The Angels get the skinny on a plane crash – an airline possibly hijacked by drug smugglers. Charlie’s client is the pilot, who thinks it was all part of a heroin smuggling ring. His buddy, Jim, becomes a liaison (and smoochie) for Sabrina, while the owner of the plane company, Frank Barton, might be the smuggling culprit as he is a rival of Mexican drug kingpin Escobar. Charlie notes that Baron’s daughter, Maria, loves swimming, so he sends Jill to get friendly on this count for more info there.  And bikini-clad Kelly goes undercover as a teacher to get the dirt on Barone at poolside champagne, which, as we all know, is the best way to get information from anyone.

Sabrina’s initial meeting with Jim confirms that Frank is in on the smuggling, but that due to a weird contract, the pilots/stewardesses (Dan, Laurie) are powerless to press charges or investigate.  But
Sabrina’s sixth sense alerts her that something’s “not right” about Jim – perhaps confirmed by his odd nonchalance to Bartone’s ire over Escobar’s admittance to the crash that started the whole thing. Jill goes even deeper; her friendship with Maria turns up distrust and resentment. Bartone later reveals further complicity: he refuses to shut down a heroin lab to make up for loss. (Sabrina and Jim Taylor go to the lab, which apparently is covered as a wine producer, and shuts them down.) 
Now, apparently, Escobar is upping the ante on the smuggling/crashing thing – the Angels think the crash was meant to feign incapacity on Bartone’s part, and to move in on them with Barone’s own druglords. (I think.) Jill gets caught in the wine cellar; she reveals herself to be Escobar’s agent, and sets up a meeting for both druglords to meet at a marina in L.A. Escobar turns out to be Bosley, and a shootout ensures that Bartone gets his just desserts. But who really is Escobar? Turns out to be Jim, the pilot, but don’t worry – the Angels git him with their handbags. Phew! 
Dude, some 70s pornstar wants his mustache back
Good Lord, you’re gonna have to take some fast friggin; notes during the Angels’ debriefing scene on this one. Take the most complicated Bond dossier and toss in a John LeCarre plot, and you have a general idea of what I had to go through to figure this one out. (My summary above is what I think happens, but I’m definitely not 100% sure.)  I actually had to see this one twice, to catch all the rapid-fire plot info, and I’m not entirely convinced all of it fit together, either. It makes me wonder – did 1976 audiences get it all, with no rewind capabilities, at 10:00 on a late summer midweek night? Doubtful – probably just eye candy in most households.

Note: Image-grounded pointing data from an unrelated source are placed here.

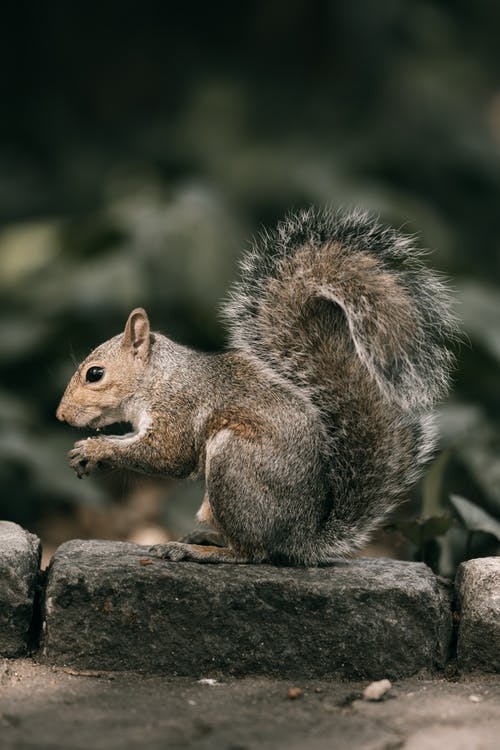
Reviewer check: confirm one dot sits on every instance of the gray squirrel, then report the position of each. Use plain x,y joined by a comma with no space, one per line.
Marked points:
316,420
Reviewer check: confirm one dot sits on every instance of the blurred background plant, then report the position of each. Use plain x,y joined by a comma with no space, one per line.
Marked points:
141,146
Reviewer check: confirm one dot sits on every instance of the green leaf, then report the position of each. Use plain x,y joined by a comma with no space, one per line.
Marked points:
435,526
474,518
422,530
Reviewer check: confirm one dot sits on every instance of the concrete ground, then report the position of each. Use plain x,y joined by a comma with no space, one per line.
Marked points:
47,708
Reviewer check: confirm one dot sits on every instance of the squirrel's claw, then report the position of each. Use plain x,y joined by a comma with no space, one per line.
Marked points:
80,459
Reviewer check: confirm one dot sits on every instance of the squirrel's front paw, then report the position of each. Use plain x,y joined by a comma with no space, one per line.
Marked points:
85,456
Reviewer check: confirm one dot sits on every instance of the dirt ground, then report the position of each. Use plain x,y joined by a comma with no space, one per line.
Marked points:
47,708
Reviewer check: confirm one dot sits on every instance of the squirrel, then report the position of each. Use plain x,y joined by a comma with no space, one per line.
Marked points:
318,417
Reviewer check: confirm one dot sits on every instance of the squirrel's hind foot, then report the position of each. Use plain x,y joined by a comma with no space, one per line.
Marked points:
180,551
204,537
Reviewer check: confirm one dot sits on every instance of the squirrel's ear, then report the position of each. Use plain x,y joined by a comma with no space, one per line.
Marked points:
136,336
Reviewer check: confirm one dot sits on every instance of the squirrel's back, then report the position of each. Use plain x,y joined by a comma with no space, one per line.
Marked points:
344,310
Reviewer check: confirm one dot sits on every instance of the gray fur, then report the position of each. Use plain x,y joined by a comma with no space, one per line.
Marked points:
318,420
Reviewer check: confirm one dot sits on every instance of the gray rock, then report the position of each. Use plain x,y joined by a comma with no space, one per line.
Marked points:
109,605
478,590
19,563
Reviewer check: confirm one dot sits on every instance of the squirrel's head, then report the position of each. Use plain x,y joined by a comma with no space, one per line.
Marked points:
102,389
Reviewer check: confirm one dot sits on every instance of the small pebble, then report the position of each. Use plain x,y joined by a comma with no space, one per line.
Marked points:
375,691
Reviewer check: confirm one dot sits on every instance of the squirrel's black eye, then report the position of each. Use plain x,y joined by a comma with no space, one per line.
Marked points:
94,374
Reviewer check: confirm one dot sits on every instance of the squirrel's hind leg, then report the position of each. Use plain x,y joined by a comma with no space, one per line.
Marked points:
203,553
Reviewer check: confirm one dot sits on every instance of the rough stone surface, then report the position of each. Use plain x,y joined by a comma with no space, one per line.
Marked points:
19,562
478,591
109,605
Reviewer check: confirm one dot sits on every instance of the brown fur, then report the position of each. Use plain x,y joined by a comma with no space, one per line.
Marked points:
317,421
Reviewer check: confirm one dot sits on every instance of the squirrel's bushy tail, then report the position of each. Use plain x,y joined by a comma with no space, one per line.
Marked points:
377,302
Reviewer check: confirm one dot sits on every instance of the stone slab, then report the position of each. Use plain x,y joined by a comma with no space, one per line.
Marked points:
109,605
478,593
20,554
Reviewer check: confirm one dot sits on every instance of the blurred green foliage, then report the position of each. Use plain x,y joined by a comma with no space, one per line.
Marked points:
142,145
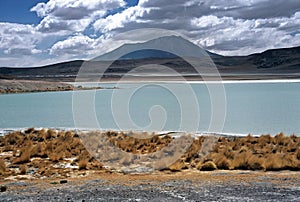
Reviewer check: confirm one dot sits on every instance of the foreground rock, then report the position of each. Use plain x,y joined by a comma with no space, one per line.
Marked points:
183,186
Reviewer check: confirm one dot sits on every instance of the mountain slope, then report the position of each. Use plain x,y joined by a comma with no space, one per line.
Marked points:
161,51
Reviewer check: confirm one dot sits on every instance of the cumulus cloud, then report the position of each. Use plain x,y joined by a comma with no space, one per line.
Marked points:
233,27
72,15
18,39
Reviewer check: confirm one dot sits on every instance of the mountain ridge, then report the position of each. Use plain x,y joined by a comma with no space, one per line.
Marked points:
281,61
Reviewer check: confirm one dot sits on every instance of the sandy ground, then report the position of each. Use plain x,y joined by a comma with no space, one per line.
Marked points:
27,86
167,186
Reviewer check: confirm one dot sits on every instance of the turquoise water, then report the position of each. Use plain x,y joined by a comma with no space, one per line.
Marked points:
254,108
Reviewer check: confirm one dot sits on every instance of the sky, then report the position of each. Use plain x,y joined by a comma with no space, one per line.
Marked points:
40,32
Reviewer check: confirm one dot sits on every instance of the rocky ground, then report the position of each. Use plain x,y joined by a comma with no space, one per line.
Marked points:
162,186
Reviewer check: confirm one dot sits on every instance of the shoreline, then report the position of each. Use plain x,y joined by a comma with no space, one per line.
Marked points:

But having said that, it’s better than the other extreme: stupid simple-minded fare, the likes of which are in no short supply on today’s TV/cable
/Internet landscape. And also, is it any great sin to put the viewer to work?  As crazily complex as this storyline is, it certainly didn’t bore me, owing to the usual assortment of teeth-gnashing villains and piquant supporting characters of dubious motive. And speaking of, ya gotta love that twist ending (I didn’t cal it), which plays up the “Whom can you trust?” theme in the great, grand Agatha Christie tradition. Too aggrandizing a comparison? C’mon, isn’t that what we’re looking at here: old time murder mysteries, replacing British mansions and teacups with L.A. streets and sun tan lotion?

Let’s start a new feature, a plot comprehension difficulty rating, only because I’m curious how the other episodes compare to this one in that regard. I’m calling this one a…
PCDR: 10 (easily)

I hope they get easier. Don’t have time for multiple viewings.